Françoise Sullivan
Obscène

1976 (tirage 2016)

7 épreuves numériques couleur
62,8 x 47,6 cm chacune [encadrées]
2018.20.1-7
Don de l’artiste

En 1976, Françoise Sullivan présente son œuvre La légende des artistes, réalisée avec l’aide de David Moore et Jean-Serge Champagne pour l’exposition d’art publique Corridart, qui fut conçue dans le cadre de la programmation culturelle des Jeux olympiques de 1976. L’exposition était organisée par Melvin Charney et rassemblait une vingtaine d’artistes reconnus dont Pierre Ayot, Cozic, Bill Vazan et René Viau. L’œuvre proposée par Françoise Sullivan était composée de douze panneaux et de six vitrines disposées le long de la rue Sherbrooke et des rues avoisinantes, devant des lieux liés à des figures marquantes de l’histoire artistique montréalaise. Afin de leur rendre hommage, Sullivan installe sur les panneaux et dans les vitrines divers documents et objets en lien avec les artistes concernés.
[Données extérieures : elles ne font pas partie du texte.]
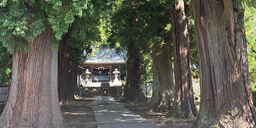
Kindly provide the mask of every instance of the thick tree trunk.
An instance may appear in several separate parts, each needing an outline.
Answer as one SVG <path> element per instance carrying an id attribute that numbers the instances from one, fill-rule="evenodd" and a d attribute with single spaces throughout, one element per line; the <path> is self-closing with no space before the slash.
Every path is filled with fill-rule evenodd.
<path id="1" fill-rule="evenodd" d="M 68 100 L 69 101 L 74 100 L 74 91 L 75 88 L 77 86 L 77 65 L 71 65 L 70 72 L 68 74 L 69 91 L 68 95 Z"/>
<path id="2" fill-rule="evenodd" d="M 174 102 L 168 116 L 191 118 L 196 116 L 194 100 L 189 49 L 189 20 L 186 18 L 183 0 L 174 5 L 173 23 L 174 76 L 175 91 Z"/>
<path id="3" fill-rule="evenodd" d="M 67 127 L 58 104 L 58 52 L 51 49 L 52 35 L 47 28 L 29 42 L 29 52 L 13 53 L 12 86 L 1 127 Z"/>
<path id="4" fill-rule="evenodd" d="M 132 102 L 145 101 L 146 97 L 141 88 L 141 58 L 140 51 L 134 43 L 128 47 L 127 51 L 127 79 L 125 100 Z"/>
<path id="5" fill-rule="evenodd" d="M 159 53 L 162 51 L 161 53 Z M 174 83 L 172 57 L 167 45 L 153 50 L 152 97 L 148 110 L 168 111 L 173 99 Z"/>
<path id="6" fill-rule="evenodd" d="M 243 12 L 231 0 L 195 0 L 201 104 L 195 127 L 255 127 Z"/>
<path id="7" fill-rule="evenodd" d="M 65 35 L 60 44 L 58 61 L 58 91 L 60 107 L 68 105 L 68 95 L 70 92 L 69 75 L 70 65 L 69 63 L 69 47 L 67 44 L 68 35 Z"/>

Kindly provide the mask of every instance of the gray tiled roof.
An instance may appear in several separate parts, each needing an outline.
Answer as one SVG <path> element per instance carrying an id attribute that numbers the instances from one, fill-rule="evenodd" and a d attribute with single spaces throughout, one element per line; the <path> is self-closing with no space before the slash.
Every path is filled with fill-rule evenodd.
<path id="1" fill-rule="evenodd" d="M 125 57 L 124 52 L 120 51 L 117 54 L 114 49 L 99 48 L 99 51 L 93 49 L 92 55 L 88 56 L 84 63 L 126 63 Z"/>

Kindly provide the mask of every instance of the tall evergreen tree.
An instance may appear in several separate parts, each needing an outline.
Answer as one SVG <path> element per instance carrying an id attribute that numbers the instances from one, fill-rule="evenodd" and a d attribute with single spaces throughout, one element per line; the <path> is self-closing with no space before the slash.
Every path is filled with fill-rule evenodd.
<path id="1" fill-rule="evenodd" d="M 186 3 L 179 0 L 173 6 L 172 19 L 175 90 L 174 102 L 168 116 L 175 118 L 191 118 L 197 115 L 190 66 L 190 25 L 186 16 L 188 10 Z"/>
<path id="2" fill-rule="evenodd" d="M 91 51 L 91 45 L 101 42 L 100 18 L 111 3 L 108 1 L 92 1 L 84 17 L 76 17 L 68 32 L 60 41 L 58 56 L 58 95 L 61 107 L 72 100 L 77 84 L 78 65 Z"/>
<path id="3" fill-rule="evenodd" d="M 13 52 L 2 127 L 67 127 L 58 104 L 58 42 L 90 1 L 2 1 L 0 42 Z"/>
<path id="4" fill-rule="evenodd" d="M 195 127 L 256 127 L 242 9 L 255 3 L 194 1 L 201 86 Z"/>

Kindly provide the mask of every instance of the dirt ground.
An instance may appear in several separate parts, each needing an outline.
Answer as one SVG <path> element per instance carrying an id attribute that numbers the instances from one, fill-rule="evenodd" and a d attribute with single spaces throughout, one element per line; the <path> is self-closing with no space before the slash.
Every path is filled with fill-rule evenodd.
<path id="1" fill-rule="evenodd" d="M 120 97 L 114 97 L 118 101 Z M 62 108 L 61 111 L 68 126 L 72 128 L 97 128 L 97 123 L 91 108 L 86 104 L 92 101 L 92 98 L 81 98 L 70 102 L 68 107 Z M 141 115 L 155 125 L 161 128 L 191 128 L 195 122 L 193 119 L 167 118 L 168 112 L 156 113 L 147 111 L 149 103 L 125 104 L 125 108 Z"/>
<path id="2" fill-rule="evenodd" d="M 138 104 L 126 103 L 125 106 L 130 111 L 140 115 L 147 120 L 150 121 L 156 126 L 161 128 L 191 128 L 196 121 L 196 118 L 177 119 L 168 118 L 166 116 L 168 112 L 148 112 L 147 108 L 150 101 L 150 97 L 148 102 L 139 102 Z M 118 100 L 117 97 L 116 100 Z"/>
<path id="3" fill-rule="evenodd" d="M 61 108 L 62 115 L 69 127 L 72 128 L 96 128 L 96 120 L 92 109 L 86 107 L 92 102 L 92 99 L 79 99 L 77 100 L 68 102 L 68 107 Z M 90 124 L 91 123 L 91 124 Z"/>

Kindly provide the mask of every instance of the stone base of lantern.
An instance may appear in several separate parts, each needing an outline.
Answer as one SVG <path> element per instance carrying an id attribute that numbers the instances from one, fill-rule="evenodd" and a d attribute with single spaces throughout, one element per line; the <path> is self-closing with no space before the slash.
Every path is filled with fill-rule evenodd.
<path id="1" fill-rule="evenodd" d="M 109 97 L 108 96 L 102 96 L 102 99 L 101 100 L 101 104 L 109 104 Z"/>

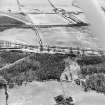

Corridart fut démantelée en pleine nuit, cinq jours après le vernissage et deux jours avant la cérémonie d’ouverture des Jeux olympiques, suite à une décision du maire Jean Drapeau.

C’est en réaction à cet acte de censure que Sullivan entreprit la création de l’œuvre Obscène, constituée à partir de quelques fragments de La légende des artistes qu’elle fut en mesure de récupérer à la fourrière municipale, au lendemain du démantèlement. L’œuvre est composée de sept impressions numériques, chacune présentant un portrait photographique d’une figure marquante de l’histoire intellectuelle québécoise : les artistes visuels Paul-Émile Borduas, Jean-Paul Riopelle et Armand Vaillancourt, les auteurs Émile Nelligan, Claude Gauvreau et Gilles Hénault, ainsi que le médecin Norman Bethune. Le mot « OBSCENE » est estampillé en rouge sur les différentes photographies. L’utilisation du tampon empruntée à l’iconographie administrative fait directement référence à la posture des pouvoirs publics lors des évènements qui ont mené à la destruction de l’exposition Corridart. Obscène agit comme une œuvre-manifeste dont la portée dépasse largement le contexte qui l’a vu naitre. En témoignant des évènements de son temps et en adoptant une posture critique, l’œuvre de Sullivan constitue une importante mise en garde contre les possibles dérives du conservatisme culturel et de la censure.